Question

In this article, (toward the end in the 'Windows Communication Foundation' section) the author suggests that a one way transmission in WCF is essentially UDP. Is this correct? Should I assume based off the content of this article that marking my service ops as 'one way' means I'm using UDP?

Furthermore, he's suggesting using UDP in conjunction with WS-ReliableMessaging to negate the need to write those aspects of the transport protocol yourself... Ok, but if I want to leverage the performance benefits of UDP in a situation that warrants it, I should, as per this article's suggestion, just use 'one way' and WS-ReliableMessaging and I'm good to go!? Sounds a little far fetched to me...

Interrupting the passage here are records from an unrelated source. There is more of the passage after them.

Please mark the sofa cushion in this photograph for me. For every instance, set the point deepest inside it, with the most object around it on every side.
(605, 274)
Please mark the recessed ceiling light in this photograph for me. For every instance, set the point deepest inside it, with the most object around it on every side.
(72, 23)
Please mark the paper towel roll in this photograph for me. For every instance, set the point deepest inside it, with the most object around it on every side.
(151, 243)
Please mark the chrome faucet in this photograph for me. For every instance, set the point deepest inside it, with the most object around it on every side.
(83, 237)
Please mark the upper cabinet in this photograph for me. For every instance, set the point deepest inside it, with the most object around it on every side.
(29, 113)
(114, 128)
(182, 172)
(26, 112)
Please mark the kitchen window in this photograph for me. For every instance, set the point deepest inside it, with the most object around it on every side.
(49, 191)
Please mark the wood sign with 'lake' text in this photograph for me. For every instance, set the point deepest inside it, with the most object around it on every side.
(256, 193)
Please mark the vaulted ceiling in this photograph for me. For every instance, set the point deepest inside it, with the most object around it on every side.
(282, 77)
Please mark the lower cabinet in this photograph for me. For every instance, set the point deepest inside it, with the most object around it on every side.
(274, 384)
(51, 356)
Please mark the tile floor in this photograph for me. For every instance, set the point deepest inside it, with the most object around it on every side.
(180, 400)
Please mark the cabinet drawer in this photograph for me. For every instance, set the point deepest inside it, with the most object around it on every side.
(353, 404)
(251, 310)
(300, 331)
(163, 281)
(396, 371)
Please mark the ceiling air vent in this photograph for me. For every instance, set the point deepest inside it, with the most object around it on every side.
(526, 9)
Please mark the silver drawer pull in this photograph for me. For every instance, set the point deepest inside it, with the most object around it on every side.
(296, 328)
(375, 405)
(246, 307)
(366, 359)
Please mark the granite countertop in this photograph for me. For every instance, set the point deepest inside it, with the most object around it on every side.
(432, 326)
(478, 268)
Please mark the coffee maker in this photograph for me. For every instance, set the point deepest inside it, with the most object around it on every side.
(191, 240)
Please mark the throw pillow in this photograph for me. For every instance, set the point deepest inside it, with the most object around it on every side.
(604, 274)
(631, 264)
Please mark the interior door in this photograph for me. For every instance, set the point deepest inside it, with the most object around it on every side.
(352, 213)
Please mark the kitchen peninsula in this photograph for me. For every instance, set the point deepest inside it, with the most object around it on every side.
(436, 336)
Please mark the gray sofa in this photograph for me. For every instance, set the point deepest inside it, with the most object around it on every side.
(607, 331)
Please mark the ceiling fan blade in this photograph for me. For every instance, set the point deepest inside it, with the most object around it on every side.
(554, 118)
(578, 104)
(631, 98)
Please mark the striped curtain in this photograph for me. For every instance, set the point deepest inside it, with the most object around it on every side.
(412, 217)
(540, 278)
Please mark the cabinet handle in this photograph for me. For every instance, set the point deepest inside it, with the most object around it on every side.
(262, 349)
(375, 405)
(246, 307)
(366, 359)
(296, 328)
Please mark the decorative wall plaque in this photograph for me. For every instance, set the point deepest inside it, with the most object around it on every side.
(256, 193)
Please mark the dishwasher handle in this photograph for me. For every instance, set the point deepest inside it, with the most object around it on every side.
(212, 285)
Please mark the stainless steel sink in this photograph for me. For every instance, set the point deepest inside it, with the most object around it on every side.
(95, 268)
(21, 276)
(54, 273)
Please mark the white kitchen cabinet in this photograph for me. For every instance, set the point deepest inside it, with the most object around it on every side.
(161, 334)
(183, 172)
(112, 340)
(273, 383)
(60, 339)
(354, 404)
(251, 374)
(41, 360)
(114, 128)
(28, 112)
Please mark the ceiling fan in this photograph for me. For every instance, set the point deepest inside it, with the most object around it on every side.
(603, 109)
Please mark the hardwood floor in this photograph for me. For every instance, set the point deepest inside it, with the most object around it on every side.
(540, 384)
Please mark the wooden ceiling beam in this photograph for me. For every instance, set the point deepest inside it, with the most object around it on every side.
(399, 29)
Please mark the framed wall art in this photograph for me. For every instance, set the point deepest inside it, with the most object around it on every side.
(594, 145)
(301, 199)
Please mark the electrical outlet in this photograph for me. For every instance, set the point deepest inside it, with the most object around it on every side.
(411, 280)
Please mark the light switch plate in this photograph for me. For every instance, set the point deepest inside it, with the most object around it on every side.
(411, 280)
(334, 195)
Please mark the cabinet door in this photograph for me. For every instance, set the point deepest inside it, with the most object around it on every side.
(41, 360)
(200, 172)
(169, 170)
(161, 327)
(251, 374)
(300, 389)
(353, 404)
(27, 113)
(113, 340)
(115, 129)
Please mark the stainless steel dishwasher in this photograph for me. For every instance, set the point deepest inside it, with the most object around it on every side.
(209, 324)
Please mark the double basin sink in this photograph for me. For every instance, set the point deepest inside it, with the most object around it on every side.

So what's the deal here? What are the caveats of what this article is suggesting?

Was it helpful?

Solution

No, you are misunderstanding the article. The article is saying two different things:

  1. WCF one way operations are somewhat analogous to UDP datagrams.

  2. WS-ReliableMessaging could be implemented on top of UDP if desired.

Even one way operations require acknowledgements, retransmissions, and the like to make them reliable.

OTHER TIPS

From the article you mentioned:

WCF exposes multiple network protocols (most notably TCP) and is extensible to other network protocols by writing a WCF transport channel. WCF supports UDP through its extensibility model, and the code for a basic UDP channel will be provided as a code sample in the WinFX® SDK.

They're using a UDP transport in their setup so in their situation, yes. If you have a service using a TCP-based transport then one way communication would not be UDP.

And further down in the article:

The WCF-based implementation of UDP is a one-way channel

So they are really only talking about how UDP in WCF is implemented, and not WCF in general.

WS-ReliableMessaging relies on the receiver sending acknowledgments ('acks') back to the sender. Otherwise the sender would have no way of knowing whether the message needed resending. In TCP, this is built into the transport protocol (that's one of the differences between TCP and UDP).

In UDP, you are forgoing the 'overhead' of TCP, but if you need reliable messaging your server is still sending something back to the client.

Actually, if you read that section of the article a bit more closely, you'll see that there's a fair bit more to it than just using one-way messaging and WS-ReliableMessaging. You also have to add a UDP binding element (.e.g, bindingElements.Add(new UdpTransportBindingElement());), and other similar things. If you don't add those things, you're still gonna be using TCP.

As an additional note, my suspicion is that you'd need to indulge yourself in some pretty sophisticated benchmarks before you could conclude that UDP is actually going to have higher performance than TCP for web services. I haven't done these tests myself, but my suspicion is that by the time your soap.udp:// binding gets done adding all the reliable messaging bits and what-not to your service, you're going to have pretty much all the same overhead as TCP. I suspect that the reason UDP is available as a transport binding is not because of any superior performance characteristics, but to provide an alternative for the corner case of scenarios where TCP (for whatever bizarre environmental reason) isn't available.